Gentlemen have observed that there ought to be an exclusion of French and admission of English armed ships, and that any other course would be an acquiescence in the views of "sister France," and hostility to England. This language, sir, does not help the cause which the gentleman advocates. What must be the effect of such insinuations? They must excite feelings which, I am happy to say, have not been displayed on this floor during the session. Might it not be retorted, as a natural consequence, that gentlemen who wish to admit British and exclude French ships, and thus serve the interest of England, are desirous of subserving the views of mother Britain? The attachment to sister France on the one hand, is about as great as the attachment to mother Britain on the other. I believe it has been emphatically declared to the nation that we would not go to war for existing differences. If, however, gentlemen, since the last session, have so materially altered their ideas of the policy proper in relation to one belligerent, let us go to war openly; I am not for using the stiletto, or for stabbing in the dark.
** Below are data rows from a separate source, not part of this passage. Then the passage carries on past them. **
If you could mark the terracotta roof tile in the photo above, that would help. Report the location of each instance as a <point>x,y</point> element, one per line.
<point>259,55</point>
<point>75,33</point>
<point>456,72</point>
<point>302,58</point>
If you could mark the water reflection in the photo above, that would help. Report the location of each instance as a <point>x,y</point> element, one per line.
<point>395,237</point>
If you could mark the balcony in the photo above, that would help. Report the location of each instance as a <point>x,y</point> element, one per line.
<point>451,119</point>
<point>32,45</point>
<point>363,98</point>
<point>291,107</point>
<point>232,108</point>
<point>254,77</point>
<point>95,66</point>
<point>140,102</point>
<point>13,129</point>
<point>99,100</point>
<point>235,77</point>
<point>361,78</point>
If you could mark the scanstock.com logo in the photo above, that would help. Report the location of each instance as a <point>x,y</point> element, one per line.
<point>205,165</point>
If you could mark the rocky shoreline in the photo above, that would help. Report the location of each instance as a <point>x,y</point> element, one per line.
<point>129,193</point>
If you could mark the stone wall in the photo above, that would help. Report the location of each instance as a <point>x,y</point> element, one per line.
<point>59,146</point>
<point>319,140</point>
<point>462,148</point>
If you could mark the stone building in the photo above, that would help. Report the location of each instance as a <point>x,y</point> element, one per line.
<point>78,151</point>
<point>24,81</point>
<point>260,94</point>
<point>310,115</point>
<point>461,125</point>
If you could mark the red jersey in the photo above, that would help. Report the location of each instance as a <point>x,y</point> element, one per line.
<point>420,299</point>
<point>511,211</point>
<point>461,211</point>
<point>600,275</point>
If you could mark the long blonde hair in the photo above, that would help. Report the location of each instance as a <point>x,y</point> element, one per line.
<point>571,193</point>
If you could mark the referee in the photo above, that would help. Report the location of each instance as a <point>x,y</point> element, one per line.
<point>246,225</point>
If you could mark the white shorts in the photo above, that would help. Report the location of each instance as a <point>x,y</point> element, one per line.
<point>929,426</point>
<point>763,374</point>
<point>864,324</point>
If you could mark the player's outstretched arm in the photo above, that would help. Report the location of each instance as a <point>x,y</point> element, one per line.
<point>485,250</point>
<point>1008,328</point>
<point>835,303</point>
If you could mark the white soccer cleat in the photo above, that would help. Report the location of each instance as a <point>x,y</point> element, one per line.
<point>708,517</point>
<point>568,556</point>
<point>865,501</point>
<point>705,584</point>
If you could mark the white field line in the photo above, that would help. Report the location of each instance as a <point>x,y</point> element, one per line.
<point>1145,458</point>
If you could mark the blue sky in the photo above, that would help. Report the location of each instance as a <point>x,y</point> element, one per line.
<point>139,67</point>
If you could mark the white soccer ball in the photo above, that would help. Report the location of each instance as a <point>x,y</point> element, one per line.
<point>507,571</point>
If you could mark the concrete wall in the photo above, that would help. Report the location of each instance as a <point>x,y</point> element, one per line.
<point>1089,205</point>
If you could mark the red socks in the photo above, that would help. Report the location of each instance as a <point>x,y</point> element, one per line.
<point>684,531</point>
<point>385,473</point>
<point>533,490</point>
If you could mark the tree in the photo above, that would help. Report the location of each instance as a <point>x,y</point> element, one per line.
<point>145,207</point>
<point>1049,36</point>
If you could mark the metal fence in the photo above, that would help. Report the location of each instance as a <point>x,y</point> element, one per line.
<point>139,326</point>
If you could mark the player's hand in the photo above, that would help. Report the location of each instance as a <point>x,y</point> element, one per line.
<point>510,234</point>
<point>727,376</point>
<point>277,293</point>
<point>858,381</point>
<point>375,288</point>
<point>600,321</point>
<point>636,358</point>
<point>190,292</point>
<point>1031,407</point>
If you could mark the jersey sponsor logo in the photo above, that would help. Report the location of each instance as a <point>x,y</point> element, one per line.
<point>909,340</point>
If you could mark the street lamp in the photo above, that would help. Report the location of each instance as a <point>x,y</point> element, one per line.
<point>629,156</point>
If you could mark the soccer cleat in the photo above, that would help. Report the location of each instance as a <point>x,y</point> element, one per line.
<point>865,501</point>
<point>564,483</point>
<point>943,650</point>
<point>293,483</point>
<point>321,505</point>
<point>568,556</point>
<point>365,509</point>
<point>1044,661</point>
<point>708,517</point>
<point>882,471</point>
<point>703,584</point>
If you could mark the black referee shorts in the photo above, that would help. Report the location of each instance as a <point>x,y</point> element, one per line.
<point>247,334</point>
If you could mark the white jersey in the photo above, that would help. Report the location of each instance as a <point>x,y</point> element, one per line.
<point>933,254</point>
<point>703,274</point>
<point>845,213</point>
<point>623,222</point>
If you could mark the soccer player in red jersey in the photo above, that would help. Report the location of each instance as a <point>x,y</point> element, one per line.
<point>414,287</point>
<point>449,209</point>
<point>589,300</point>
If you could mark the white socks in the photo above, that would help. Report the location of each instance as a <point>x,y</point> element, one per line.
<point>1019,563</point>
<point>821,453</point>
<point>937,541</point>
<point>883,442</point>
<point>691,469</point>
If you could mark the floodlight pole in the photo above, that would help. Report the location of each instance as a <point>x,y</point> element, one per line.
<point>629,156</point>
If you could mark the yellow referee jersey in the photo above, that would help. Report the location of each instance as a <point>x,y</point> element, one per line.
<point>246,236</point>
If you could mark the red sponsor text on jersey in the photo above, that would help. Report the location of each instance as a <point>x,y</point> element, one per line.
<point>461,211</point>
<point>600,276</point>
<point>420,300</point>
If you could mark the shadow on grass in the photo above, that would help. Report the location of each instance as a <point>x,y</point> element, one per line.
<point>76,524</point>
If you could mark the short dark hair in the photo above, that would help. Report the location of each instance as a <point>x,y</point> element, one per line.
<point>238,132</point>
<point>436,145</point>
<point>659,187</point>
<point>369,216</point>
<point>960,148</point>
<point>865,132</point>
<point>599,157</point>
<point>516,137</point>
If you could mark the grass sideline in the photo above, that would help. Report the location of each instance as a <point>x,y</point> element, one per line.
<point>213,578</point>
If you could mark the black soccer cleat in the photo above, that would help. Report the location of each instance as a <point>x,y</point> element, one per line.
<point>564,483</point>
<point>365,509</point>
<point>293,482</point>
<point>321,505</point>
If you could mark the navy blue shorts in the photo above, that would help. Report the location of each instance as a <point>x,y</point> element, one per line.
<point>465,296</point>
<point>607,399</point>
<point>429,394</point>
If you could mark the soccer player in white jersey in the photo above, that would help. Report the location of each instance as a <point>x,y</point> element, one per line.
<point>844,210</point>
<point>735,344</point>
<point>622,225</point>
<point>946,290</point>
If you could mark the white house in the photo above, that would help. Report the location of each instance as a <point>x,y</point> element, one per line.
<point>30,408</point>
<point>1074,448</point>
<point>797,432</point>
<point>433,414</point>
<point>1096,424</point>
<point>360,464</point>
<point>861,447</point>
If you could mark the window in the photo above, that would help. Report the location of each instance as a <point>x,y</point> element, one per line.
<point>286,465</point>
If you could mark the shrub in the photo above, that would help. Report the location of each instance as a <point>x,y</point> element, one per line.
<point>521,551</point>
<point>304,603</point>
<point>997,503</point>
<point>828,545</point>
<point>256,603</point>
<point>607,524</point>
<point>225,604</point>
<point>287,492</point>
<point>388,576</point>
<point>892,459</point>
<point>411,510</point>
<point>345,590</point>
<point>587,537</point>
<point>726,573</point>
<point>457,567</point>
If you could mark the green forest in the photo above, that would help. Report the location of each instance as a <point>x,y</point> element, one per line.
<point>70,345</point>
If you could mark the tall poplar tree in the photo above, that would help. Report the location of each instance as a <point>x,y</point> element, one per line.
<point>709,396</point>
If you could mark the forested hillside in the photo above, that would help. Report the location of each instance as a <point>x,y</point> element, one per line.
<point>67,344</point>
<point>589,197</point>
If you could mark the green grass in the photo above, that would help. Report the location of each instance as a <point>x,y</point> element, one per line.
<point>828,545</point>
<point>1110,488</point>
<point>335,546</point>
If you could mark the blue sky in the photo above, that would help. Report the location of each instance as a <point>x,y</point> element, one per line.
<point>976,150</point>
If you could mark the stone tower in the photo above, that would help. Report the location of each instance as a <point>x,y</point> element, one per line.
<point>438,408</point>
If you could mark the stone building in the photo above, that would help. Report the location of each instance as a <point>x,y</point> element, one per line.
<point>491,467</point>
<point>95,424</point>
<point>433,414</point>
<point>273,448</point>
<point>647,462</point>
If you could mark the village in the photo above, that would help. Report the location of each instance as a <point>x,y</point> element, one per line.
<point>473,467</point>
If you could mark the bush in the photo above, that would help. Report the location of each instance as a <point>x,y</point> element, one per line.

The interdict of British armed vessels from entering our ports was not on account of the affair of the Chesapeake only. It is unnecessary now to repeat the cause which led to it. If gentlemen will turn to the letter of Mr. Madison to Mr. Rose, they will find the causes detailed. Since that time other injuries have been committed; and it has been justly observed that the burning the Impetueux was an insult to the sovereignty of this nation scarcely less than the affair of the Chesapeake. If we permit hostility from one belligerent to another within our territory, we become party to the war, as we do, by admitting the enemy even to pass through our territory to attack another nation. It is in vain to say that a nation preserves a neutral attitude, when it permits one of the belligerents repeatedly to violate its sovereignty. If there be as much injury unatoned on the part of Britain as on the part of France, then a discrimination will be a departure from the ground which we took last session, that both should be excluded. And the President had no power over that part of the law. Inasmuch as we know that Great Britain has the command of the ocean, and that a French ship of war cannot, without a miracle, escape across the Atlantic, we, in fact, by the operation of the bill as it came from the Senate, admit English and exclude French ships.